But they fail. And so, within that people, through one of their daughters, “the Word became flesh and made his dwelling among us” (John 1:14). That Word, who, in the beginning, was … and was with God … and was God (John 1:1) now walked this very earth he had created, his human body carrying God’s presence, showing God’s likeness and being God’s instrument of redemption in the world, fulfilling the call of the people of Israel. And, as the Word that goes forth from Father’s mouth, Jesus does not return to the Father empty, but accomplishes what the Father desires and achieves the purpose for which the Father sent him.

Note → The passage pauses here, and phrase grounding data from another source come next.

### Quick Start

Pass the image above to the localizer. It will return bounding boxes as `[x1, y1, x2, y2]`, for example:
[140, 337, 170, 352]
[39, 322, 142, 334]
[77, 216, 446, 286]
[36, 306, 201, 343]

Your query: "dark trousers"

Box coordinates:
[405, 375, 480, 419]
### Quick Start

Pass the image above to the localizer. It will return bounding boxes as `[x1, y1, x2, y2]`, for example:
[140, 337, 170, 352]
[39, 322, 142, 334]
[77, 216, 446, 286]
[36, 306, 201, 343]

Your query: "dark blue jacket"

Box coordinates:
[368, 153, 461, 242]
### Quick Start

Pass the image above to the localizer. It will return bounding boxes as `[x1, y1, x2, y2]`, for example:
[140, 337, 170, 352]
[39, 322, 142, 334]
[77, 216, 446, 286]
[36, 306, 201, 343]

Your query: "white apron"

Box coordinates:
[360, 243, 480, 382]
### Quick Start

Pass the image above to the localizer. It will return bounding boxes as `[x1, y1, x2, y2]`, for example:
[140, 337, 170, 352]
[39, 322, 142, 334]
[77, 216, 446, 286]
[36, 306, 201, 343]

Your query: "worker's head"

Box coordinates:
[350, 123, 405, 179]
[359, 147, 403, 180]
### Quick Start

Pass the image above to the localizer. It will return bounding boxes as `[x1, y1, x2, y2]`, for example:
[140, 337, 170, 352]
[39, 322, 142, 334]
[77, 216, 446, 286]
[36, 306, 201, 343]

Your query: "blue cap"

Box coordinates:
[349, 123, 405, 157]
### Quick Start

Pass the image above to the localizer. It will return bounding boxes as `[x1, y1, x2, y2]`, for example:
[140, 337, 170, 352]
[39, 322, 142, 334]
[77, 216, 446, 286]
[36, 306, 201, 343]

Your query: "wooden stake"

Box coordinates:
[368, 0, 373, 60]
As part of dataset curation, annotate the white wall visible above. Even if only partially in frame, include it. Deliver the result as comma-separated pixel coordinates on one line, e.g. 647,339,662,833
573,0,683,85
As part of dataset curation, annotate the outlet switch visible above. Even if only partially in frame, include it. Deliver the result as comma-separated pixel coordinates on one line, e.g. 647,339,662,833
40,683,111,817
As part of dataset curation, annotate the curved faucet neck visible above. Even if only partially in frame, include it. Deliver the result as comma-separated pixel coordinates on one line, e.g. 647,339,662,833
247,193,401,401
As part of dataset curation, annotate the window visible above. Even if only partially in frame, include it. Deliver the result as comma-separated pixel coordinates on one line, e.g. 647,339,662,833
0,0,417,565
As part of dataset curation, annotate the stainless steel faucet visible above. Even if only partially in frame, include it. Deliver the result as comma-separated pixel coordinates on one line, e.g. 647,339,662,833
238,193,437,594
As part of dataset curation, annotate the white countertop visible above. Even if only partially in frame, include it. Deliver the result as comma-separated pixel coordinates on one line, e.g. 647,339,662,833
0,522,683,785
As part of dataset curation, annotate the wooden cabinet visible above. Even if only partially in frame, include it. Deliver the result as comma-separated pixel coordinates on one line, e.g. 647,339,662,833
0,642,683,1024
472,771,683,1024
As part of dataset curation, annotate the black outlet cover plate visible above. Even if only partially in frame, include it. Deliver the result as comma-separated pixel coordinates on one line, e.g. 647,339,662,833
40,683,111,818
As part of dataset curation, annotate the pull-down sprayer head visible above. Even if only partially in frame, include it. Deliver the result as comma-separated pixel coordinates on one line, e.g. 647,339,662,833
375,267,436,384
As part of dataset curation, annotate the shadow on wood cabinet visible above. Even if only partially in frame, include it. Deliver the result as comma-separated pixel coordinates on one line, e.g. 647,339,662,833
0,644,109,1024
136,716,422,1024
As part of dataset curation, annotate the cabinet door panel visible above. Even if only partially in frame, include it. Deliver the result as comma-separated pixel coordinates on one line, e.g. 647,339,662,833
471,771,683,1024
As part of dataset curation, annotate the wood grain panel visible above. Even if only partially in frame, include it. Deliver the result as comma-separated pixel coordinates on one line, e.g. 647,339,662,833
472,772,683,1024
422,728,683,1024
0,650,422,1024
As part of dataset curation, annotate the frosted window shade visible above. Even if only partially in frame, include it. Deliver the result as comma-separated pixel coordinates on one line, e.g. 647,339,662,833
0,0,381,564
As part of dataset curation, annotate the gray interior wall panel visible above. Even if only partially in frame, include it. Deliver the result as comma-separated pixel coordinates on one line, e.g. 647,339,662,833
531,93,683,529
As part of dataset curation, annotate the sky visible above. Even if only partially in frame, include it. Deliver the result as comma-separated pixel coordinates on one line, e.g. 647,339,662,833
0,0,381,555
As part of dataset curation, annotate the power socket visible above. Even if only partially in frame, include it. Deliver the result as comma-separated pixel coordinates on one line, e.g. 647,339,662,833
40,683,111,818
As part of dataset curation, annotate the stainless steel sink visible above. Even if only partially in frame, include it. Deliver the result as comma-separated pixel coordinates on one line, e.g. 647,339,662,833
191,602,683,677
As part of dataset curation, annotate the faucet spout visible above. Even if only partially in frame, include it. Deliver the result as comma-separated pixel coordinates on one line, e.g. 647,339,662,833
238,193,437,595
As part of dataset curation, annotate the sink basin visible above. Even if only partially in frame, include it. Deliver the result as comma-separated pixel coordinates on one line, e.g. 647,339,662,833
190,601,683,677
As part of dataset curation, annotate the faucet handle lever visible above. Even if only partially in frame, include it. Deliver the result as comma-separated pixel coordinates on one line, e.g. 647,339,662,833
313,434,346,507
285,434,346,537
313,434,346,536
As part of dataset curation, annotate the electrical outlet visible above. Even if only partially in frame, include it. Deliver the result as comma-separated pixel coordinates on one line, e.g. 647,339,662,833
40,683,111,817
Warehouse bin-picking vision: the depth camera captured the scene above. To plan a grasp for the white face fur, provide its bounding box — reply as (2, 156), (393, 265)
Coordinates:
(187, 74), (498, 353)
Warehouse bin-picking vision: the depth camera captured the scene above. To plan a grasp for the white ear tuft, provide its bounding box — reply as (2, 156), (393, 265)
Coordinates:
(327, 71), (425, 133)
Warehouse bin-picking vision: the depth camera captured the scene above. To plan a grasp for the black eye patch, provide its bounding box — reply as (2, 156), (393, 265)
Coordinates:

And, by the Spirit of God, the word continues to come from the mouth of God, to accomplish his purposes and achieve his will. Just as Jesus could utter the word: “Lazarus, come out!” and Lazarus could not but come from the tomb (John 11:43-44) so, by his Spirit, today and every day, “He speaks, and listening to his voice new life the dead receive” (Charles Wesley). His word is still a word of power.
In 1995, at a conference in Harrogate, I was present when Mahesh Chavda (see Marmalade for more) broke off from giving his platform talk to ask if there was anyone present who had an addiction that needed to be broken. I (along with many others) raised my hand. And then Mahesh spoke what can only be described as a “word of the Lord” — “In the name of Jesus, I command these addictions to be broken.” The power hit me like a physical force and pressed me to the floor. It entered me. And about 25 minutes later, when I could get back to my feet, a 37-year, 60-a-day addiction to cigarettes had vanished without a trace, never to return in these 13 years that have followed.
I have been on the receiving end of God’s word many times. I hope to be on the receiving end of it many times more.
Speak, Lord, for your servant is listening (1 Samuel 3.10).